Саша тоже попробовал добраться до Витька, но это ему было тяжеловато. Поэтому он, пошатываясь из стороны в сторону, отдал ему честь, и наказал:

– Не пей в дороге, сынок… Много…Море нынче штормит…

Карытин пьяновато рассмеялся, и через стол дружески потрепал сашину бритую холку.

Потом отозвал Володю в сторону и сунул ему в руку сотню долларов:

– Это вам на вечер… Да не отнекивайся – бери! Мало ли что… Я позвоню ещё попозже.

Ну, всё, братишка – бывай!

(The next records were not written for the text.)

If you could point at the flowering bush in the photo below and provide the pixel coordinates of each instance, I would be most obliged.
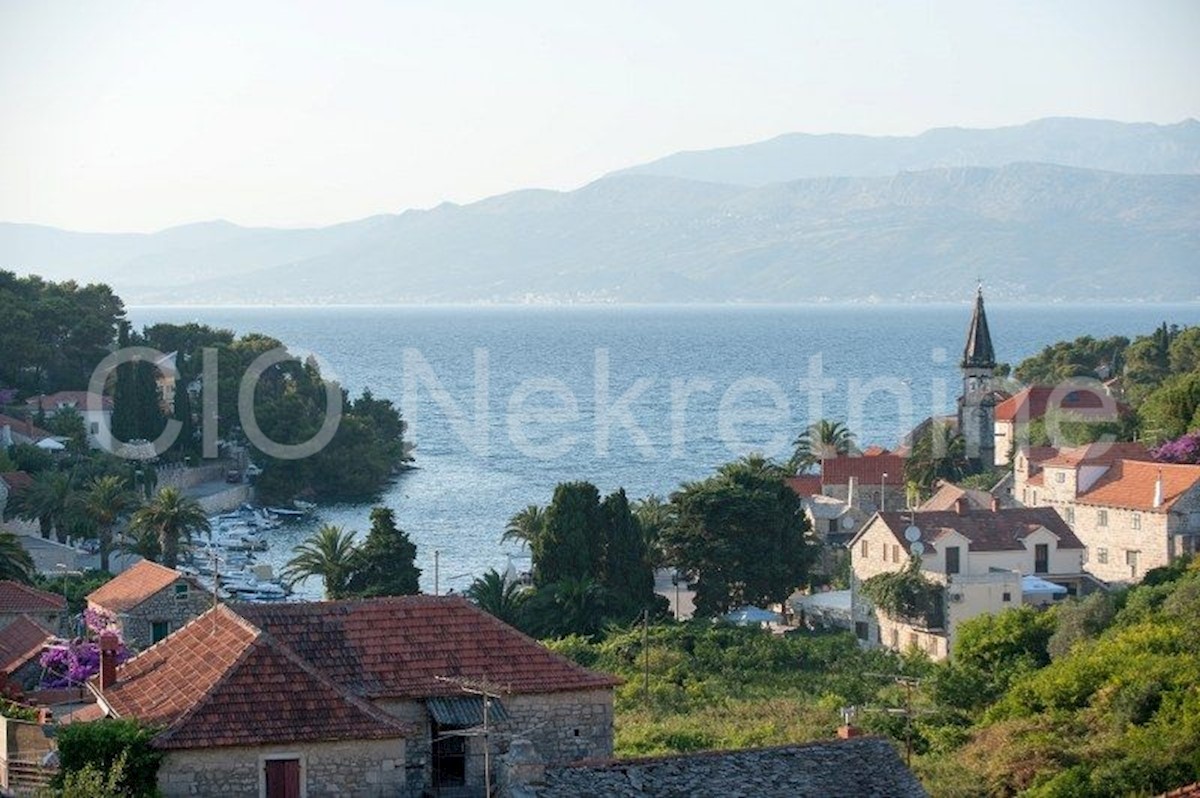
(1185, 449)
(70, 663)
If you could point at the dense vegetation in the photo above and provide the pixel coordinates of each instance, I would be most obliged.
(1090, 699)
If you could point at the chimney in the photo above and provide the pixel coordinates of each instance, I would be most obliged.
(108, 645)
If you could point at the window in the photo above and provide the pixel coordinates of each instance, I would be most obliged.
(1042, 558)
(952, 559)
(1132, 561)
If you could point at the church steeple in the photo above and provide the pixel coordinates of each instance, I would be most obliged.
(978, 352)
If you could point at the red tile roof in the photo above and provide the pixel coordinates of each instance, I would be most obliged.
(78, 400)
(1131, 485)
(1097, 454)
(869, 471)
(133, 586)
(396, 647)
(987, 529)
(805, 485)
(16, 597)
(19, 642)
(220, 681)
(1032, 402)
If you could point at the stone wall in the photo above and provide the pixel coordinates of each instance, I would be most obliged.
(137, 624)
(358, 768)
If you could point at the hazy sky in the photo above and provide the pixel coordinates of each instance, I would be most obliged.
(141, 115)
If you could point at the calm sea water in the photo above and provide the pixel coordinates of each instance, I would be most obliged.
(507, 402)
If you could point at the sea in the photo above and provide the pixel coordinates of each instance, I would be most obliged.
(504, 402)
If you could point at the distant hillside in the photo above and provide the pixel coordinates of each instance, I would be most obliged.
(1030, 231)
(1086, 143)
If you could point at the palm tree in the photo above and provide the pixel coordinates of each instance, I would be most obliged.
(820, 442)
(141, 543)
(328, 553)
(497, 595)
(16, 564)
(47, 501)
(173, 517)
(526, 526)
(106, 498)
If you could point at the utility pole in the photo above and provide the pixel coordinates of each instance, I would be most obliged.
(487, 691)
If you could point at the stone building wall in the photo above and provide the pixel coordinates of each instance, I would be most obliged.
(137, 624)
(354, 768)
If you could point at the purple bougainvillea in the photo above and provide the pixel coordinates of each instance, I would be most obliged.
(70, 663)
(1185, 449)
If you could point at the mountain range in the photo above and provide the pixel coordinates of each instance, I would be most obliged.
(1061, 209)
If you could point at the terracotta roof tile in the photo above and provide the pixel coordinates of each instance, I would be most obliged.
(1131, 484)
(133, 586)
(987, 529)
(805, 485)
(869, 471)
(396, 647)
(1097, 454)
(221, 681)
(16, 597)
(19, 642)
(1032, 402)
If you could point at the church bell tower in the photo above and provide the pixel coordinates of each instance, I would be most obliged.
(977, 406)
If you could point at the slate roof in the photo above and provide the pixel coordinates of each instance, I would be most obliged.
(852, 768)
(1031, 403)
(869, 471)
(395, 647)
(978, 353)
(16, 597)
(987, 529)
(19, 642)
(133, 586)
(221, 681)
(1131, 485)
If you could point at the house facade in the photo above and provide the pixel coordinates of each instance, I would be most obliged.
(978, 559)
(397, 696)
(1132, 514)
(96, 414)
(150, 601)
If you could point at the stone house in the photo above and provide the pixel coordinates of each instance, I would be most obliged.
(150, 601)
(981, 559)
(97, 414)
(367, 697)
(45, 609)
(22, 643)
(1132, 514)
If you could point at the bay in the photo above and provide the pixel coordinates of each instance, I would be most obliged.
(504, 402)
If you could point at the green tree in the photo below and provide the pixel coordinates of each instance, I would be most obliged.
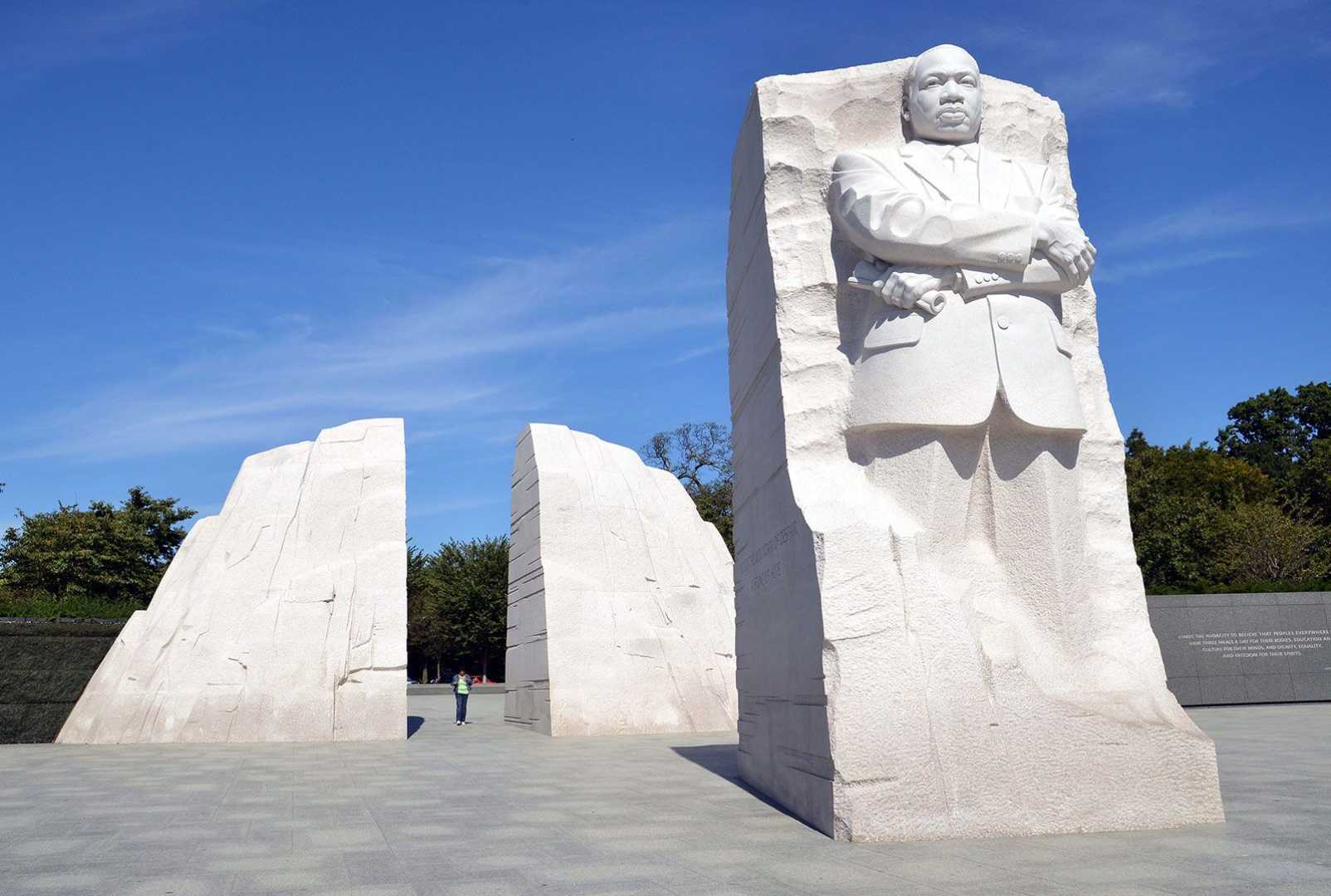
(458, 606)
(110, 553)
(1263, 546)
(1287, 436)
(1179, 499)
(699, 455)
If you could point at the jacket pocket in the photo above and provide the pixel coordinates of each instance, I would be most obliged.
(1062, 341)
(904, 328)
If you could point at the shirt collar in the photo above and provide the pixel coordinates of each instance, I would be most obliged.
(941, 149)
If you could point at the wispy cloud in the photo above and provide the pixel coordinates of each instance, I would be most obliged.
(46, 37)
(469, 350)
(695, 353)
(1250, 209)
(1156, 55)
(1114, 272)
(433, 509)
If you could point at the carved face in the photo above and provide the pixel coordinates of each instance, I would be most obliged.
(944, 100)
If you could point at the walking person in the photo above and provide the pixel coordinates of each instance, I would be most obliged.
(461, 689)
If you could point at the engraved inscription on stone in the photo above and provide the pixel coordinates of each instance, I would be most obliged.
(1258, 643)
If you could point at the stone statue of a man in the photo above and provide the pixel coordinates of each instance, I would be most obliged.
(948, 216)
(940, 623)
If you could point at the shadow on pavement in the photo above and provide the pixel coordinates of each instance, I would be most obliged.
(723, 761)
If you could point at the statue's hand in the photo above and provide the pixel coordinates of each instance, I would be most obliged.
(1061, 239)
(907, 286)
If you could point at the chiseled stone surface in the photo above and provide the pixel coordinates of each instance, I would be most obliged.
(621, 598)
(1245, 647)
(281, 618)
(914, 665)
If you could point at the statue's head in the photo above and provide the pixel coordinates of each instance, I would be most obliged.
(941, 95)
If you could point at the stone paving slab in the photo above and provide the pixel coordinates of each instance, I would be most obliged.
(494, 810)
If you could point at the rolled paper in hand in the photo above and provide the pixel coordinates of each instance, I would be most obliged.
(867, 273)
(934, 301)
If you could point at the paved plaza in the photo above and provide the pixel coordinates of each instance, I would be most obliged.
(490, 810)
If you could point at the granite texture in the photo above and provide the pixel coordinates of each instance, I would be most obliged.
(1245, 647)
(916, 662)
(621, 605)
(282, 618)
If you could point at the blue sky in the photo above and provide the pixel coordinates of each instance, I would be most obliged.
(227, 226)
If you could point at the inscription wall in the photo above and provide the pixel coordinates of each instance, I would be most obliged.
(1245, 647)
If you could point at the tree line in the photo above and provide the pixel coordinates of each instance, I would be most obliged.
(1249, 512)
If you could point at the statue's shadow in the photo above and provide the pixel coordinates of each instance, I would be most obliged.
(723, 761)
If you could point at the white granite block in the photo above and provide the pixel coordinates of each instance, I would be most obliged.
(621, 602)
(281, 618)
(941, 630)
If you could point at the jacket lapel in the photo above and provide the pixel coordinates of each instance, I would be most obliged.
(994, 180)
(921, 160)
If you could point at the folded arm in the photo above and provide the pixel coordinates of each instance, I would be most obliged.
(901, 226)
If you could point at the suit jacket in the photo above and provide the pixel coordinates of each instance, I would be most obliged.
(907, 208)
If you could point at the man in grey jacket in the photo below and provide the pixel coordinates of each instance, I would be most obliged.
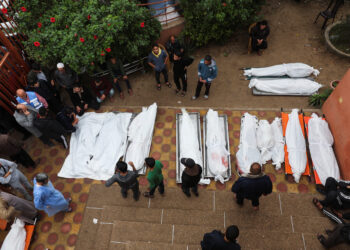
(9, 174)
(126, 179)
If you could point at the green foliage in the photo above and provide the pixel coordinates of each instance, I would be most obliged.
(85, 30)
(318, 99)
(216, 20)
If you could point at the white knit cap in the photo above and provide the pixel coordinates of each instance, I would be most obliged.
(60, 65)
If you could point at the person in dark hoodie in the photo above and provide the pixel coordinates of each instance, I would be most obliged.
(158, 59)
(50, 128)
(180, 71)
(190, 176)
(251, 186)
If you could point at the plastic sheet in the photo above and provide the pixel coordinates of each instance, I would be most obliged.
(285, 85)
(322, 154)
(288, 69)
(216, 150)
(296, 145)
(248, 151)
(278, 148)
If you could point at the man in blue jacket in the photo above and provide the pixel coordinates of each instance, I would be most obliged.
(251, 186)
(207, 72)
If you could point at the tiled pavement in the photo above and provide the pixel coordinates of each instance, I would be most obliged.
(60, 232)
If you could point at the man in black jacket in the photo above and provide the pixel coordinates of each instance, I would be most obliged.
(180, 71)
(50, 128)
(216, 240)
(126, 179)
(251, 186)
(82, 99)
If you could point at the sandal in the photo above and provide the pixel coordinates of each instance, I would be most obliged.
(317, 203)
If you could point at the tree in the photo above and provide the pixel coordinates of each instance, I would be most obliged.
(82, 33)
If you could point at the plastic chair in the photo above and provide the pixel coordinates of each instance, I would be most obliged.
(330, 13)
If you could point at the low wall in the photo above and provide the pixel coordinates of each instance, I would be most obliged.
(337, 111)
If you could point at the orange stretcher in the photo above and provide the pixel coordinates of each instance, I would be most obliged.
(287, 167)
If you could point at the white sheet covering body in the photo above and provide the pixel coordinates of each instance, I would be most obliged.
(96, 146)
(296, 145)
(322, 154)
(140, 136)
(278, 148)
(216, 150)
(189, 143)
(285, 85)
(265, 140)
(289, 69)
(248, 151)
(16, 238)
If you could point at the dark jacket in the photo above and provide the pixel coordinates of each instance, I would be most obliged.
(251, 188)
(179, 66)
(49, 127)
(191, 181)
(215, 241)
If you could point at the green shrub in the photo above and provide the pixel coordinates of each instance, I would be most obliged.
(84, 32)
(216, 20)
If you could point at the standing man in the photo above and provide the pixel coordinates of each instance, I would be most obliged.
(12, 148)
(31, 98)
(126, 179)
(251, 186)
(259, 36)
(9, 174)
(154, 177)
(116, 68)
(158, 59)
(50, 128)
(180, 72)
(216, 240)
(190, 176)
(207, 72)
(47, 198)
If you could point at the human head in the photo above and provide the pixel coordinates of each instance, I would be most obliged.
(42, 178)
(21, 93)
(255, 168)
(263, 24)
(188, 162)
(60, 67)
(207, 60)
(43, 111)
(232, 232)
(122, 166)
(150, 162)
(155, 48)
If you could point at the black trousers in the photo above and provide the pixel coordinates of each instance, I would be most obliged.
(23, 158)
(160, 188)
(199, 88)
(135, 189)
(183, 78)
(165, 73)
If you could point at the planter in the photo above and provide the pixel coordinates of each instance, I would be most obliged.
(329, 42)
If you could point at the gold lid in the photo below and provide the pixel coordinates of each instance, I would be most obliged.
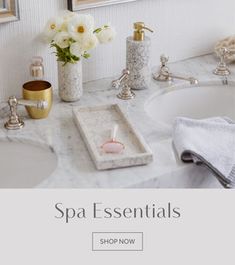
(139, 33)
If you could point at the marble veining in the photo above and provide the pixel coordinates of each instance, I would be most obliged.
(75, 168)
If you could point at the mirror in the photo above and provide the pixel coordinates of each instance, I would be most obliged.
(75, 5)
(9, 11)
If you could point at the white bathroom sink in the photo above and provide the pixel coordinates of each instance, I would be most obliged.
(25, 165)
(196, 102)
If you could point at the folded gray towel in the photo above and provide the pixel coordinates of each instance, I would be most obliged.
(209, 142)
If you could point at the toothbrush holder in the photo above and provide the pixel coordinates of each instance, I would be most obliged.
(38, 90)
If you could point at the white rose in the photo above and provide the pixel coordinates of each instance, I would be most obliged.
(107, 34)
(52, 27)
(80, 25)
(62, 39)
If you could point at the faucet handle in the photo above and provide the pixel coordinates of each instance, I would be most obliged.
(222, 68)
(164, 59)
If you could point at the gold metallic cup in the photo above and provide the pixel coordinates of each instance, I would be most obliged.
(38, 90)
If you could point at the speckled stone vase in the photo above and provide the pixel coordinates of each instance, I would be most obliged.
(138, 63)
(70, 81)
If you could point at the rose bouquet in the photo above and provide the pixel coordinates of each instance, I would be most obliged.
(75, 35)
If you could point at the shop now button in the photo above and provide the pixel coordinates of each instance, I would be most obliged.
(117, 241)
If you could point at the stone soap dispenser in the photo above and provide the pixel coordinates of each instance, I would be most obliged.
(138, 57)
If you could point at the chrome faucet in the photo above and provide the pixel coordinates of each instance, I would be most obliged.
(15, 122)
(126, 92)
(165, 75)
(222, 68)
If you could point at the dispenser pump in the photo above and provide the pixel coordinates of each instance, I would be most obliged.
(139, 33)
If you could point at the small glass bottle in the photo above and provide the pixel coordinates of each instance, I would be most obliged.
(37, 68)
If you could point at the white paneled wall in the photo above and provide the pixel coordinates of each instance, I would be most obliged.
(184, 28)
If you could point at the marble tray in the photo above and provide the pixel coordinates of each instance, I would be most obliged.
(95, 123)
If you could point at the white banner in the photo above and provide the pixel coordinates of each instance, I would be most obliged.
(58, 227)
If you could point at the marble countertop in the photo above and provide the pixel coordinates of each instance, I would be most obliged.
(75, 168)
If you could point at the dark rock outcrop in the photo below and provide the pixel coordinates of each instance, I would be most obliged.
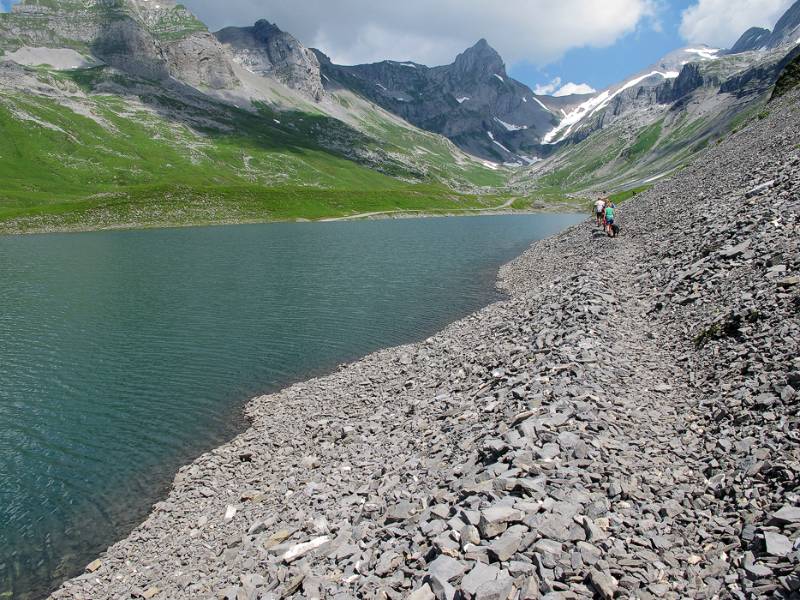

Береги его! – он кивнул на Шурика, и быстро скрылся за входной дверью.

* * *

…Маринка сидела перед зеркалом и расчёсывала волосы. Глеб, как и обещал, отправил её в Форос. Правда, настоял на сопровождении, состоявшем из двух спокойных неразговорчивых парней.

Узнав, что Карытин, возможно, будет ночевать у Марины, он, послал к домику на южном берегу ещё двух людей с автоматическим оружием. «Для страховки… – успокоил он себя, – мало ли что там Леди надумает». Маринке об этом было знать ни к чему. Она и так кричала ему в трубку, чтобы эти двое убирались из её дома, что она уже не ребёнок, и хочет провести последнюю ночь с любимым человеком наедине.

Кораблев терпеливо выслушал всё это, и жёстко ответил:

– Успокойся – они с вами в постель не лягут. И если ты так уж любишь своего Виктора, то наоборот – радоваться должна, что у него теперь появилось прикрытие.